A fare chiarezza è anche il responsabile del Servizio Idrico Integrato, l’ingegnere Piero Passalacqua, che sottolinea come le informazioni diffuse si basino esclusivamente sulla documentazione ufficiale dell’Asp di Trapani, sui rapporti dei laboratori accreditati e sulle verifiche effettuate dal Comune. Le non conformità segnalate dall’Asp riguardano infatti alcune fontanelle pubbliche. Nei controlli eseguiti il 29 giugno sono stati riscontrati coliformi ed Escherichia coli nelle fontanelle di Piazzale G.B. Quinci e Lungomare Fata Morgana, mentre alla fontanella di via Ugo La Malfa è stato rilevato un superamento del parametro dei nitrati. Successivi campionamenti del 9 luglio hanno evidenziato ulteriori criticità microbiologiche nelle fontanelle di via Napoli e Lungomare San Vito, con un valore dei nitrati pari a 56 mg/l. Il Comune evidenzia però che tali risultati riguardano esclusivamente alcuni punti terminali della rete e non consentono di estendere automaticamente le criticità all’intero acquedotto cittadino.

Gli interventi messi in campo dal Comune

Dopo la comunicazione dell’Asp, l’amministrazione ha attivato immediatamente tutte le procedure previste dalla normativa. Tra le misure adottate figurano la chiusura delle fontanelle interessate, l’aumento del dosaggio di ipoclorito di sodio negli impianti di trattamento, la rimodulazione della miscelazione delle acque provenienti dai diversi pozzi e una campagna straordinaria di controlli, ispezioni e campionamenti lungo la rete. Parallelamente ai controlli ufficiali dell’Asp, il Comune ha effettuato numerose analisi interne che hanno dato esito favorevole in diversi punti della rete, tra cui via Nuova Zelanda, il pozzo Nicolò Copernico, la Casa dell’Acqua e contrada San Michele, dove non sono stati rilevati coliformi, Escherichia coli o enterococchi. Alcune criticità localizzate sono invece emerse in via Treviso e al pozzo Bonacasa, confermando che il problema non interessa uniformemente tutta la rete idrica.

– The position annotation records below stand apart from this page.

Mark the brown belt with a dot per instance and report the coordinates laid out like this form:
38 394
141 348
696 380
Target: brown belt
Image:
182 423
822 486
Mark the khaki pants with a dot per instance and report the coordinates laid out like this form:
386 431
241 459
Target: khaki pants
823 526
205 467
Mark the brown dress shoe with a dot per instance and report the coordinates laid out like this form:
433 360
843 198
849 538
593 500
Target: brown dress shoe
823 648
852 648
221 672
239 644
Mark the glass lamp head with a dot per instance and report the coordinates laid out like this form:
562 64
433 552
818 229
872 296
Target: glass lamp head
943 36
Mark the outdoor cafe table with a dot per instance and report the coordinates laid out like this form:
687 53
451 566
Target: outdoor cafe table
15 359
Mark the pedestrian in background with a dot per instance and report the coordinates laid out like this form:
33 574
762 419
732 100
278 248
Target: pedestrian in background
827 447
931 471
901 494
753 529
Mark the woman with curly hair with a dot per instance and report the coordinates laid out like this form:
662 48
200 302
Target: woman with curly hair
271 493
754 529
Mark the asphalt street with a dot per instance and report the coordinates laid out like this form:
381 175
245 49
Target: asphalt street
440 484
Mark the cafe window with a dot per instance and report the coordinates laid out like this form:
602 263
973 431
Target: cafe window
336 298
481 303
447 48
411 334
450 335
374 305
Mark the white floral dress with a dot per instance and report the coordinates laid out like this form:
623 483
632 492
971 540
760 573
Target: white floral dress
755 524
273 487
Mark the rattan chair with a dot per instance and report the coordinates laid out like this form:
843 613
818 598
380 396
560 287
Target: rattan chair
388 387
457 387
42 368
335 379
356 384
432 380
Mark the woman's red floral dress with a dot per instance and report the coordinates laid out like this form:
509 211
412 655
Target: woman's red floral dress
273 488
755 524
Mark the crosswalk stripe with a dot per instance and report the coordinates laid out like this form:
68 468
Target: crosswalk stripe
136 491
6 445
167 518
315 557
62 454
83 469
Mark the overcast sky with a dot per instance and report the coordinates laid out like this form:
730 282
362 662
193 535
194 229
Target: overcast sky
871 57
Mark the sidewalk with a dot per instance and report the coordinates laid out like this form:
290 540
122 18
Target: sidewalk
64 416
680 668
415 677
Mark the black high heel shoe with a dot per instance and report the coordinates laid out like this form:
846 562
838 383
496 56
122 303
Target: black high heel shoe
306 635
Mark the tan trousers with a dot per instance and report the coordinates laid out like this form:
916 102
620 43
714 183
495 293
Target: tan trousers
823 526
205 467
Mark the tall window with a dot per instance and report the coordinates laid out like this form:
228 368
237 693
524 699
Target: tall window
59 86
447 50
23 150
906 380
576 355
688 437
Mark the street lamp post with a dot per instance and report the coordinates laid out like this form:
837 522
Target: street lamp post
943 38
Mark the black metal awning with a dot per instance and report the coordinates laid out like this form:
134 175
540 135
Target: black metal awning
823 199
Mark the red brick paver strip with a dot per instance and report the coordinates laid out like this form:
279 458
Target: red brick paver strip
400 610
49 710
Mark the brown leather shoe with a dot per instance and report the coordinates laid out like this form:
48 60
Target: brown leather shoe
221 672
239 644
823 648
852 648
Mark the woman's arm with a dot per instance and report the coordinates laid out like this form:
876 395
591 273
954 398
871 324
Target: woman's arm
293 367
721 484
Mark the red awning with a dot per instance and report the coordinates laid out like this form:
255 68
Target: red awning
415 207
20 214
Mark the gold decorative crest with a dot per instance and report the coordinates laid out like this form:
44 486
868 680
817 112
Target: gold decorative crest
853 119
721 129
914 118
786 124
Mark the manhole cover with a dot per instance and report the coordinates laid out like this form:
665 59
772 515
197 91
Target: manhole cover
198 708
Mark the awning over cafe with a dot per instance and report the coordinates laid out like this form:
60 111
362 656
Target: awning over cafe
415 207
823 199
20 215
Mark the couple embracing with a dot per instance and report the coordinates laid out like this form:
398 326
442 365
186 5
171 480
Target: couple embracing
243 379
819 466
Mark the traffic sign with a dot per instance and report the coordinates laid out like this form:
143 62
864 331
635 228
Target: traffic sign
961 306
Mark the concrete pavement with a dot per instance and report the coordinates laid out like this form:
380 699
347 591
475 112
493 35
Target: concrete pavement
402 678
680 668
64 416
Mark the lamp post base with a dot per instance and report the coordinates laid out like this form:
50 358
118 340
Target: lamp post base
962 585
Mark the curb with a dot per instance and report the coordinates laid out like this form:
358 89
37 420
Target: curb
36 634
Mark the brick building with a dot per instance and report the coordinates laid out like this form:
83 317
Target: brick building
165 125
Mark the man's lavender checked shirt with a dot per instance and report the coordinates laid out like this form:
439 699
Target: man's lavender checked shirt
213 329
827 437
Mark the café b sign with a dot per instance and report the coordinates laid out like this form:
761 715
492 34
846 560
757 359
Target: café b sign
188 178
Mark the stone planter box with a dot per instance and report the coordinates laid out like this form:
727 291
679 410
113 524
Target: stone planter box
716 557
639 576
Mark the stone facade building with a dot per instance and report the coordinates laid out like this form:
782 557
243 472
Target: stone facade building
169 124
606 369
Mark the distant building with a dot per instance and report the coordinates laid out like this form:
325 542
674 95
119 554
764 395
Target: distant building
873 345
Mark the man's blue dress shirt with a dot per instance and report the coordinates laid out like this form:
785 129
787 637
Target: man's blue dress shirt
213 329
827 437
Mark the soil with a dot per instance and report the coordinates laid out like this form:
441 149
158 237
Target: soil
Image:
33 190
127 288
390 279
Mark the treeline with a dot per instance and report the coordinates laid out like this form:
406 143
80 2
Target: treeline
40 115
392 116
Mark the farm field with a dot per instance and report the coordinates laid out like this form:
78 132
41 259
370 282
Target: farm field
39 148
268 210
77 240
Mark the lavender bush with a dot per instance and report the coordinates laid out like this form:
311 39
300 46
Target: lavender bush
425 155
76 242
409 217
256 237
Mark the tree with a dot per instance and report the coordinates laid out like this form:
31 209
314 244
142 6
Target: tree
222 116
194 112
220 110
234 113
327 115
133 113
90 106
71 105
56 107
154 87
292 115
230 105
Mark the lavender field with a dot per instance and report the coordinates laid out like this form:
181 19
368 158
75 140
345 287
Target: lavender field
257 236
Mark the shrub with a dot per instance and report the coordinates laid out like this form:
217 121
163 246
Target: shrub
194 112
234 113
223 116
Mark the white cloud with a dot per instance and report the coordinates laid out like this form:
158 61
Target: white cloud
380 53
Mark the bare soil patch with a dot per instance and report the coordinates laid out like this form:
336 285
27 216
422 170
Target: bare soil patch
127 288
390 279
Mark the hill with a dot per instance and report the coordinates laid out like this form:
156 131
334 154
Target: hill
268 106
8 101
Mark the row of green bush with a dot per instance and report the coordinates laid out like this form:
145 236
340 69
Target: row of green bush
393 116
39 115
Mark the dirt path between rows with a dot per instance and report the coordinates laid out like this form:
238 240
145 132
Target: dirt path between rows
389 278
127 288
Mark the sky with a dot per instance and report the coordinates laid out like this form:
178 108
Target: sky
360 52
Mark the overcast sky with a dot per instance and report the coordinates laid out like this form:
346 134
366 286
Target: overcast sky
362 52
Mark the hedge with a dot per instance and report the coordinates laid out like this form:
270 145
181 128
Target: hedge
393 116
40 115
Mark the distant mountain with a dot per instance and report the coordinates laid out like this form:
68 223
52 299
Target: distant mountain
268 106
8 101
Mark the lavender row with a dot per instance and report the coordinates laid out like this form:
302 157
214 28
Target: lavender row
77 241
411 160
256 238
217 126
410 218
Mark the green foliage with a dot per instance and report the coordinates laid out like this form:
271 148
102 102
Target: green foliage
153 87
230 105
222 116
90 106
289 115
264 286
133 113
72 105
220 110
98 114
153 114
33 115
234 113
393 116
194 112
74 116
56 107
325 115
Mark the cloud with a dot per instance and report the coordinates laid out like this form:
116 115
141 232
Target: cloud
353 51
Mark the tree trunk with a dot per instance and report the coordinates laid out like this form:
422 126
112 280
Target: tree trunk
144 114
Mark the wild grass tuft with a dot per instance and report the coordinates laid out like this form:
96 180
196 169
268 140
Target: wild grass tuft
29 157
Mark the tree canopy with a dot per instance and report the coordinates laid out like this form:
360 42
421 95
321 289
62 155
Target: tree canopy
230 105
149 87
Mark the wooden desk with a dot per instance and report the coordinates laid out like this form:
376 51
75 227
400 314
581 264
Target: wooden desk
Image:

Nitrati, impianto funzionante e monitoraggi continui

Il Servizio Idrico Integrato precisa inoltre che i campionamenti effettuati direttamente nei pozzi riguardano l’acqua grezza, prima del trattamento di potabilizzazione, e non possono essere considerati rappresentativi dell’acqua distribuita ai cittadini. La società SOGEA, che gestisce l’impianto di denitrificazione di Ramisella, ha confermato attraverso le analisi di giugno il corretto funzionamento dell’impianto, con valori dei nitrati conformi ai limiti di legge prima dell’immissione dell’acqua nella rete. L’amministrazione segnala comunque un lieve incremento dei nitrati nell’area dei pozzi San Nicola, dove è stato avviato un monitoraggio costante. Qualora la situazione lo rendesse necessario, saranno realizzati interventi specifici, come già avvenuto in passato nelle zone di Tonnarella e Trasmazaro.

“Nessuna contaminazione dell’intera rete”

Secondo il Comune, le anomalie potrebbero essere legate anche alla vetustà di alcuni tratti della rete idrica, realizzati diversi decenni fa, ma sono ancora in corso gli approfondimenti tecnici per individuarne con precisione le cause. L’amministrazione ribadisce infine che la tutela della salute pubblica rappresenta la priorità assoluta e che ogni segnalazione dell’Asp viene affrontata con la massima tempestività. Allo stato attuale, conclude il Comune, i dati disponibili descrivono una situazione caratterizzata da criticità circoscritte e costantemente monitorate, che non consentono di affermare che l’intera rete idrica comunale sia contaminata o che tutta l’acqua distribuita a Mazara del Vallo sia non potabile. Per questo motivo è stato disposto anche un ulteriore rafforzamento delle attività di monitoraggio e controllo, con l’obiettivo di prevenire eventuali nuove criticità e garantire la sicurezza del servizio idrico.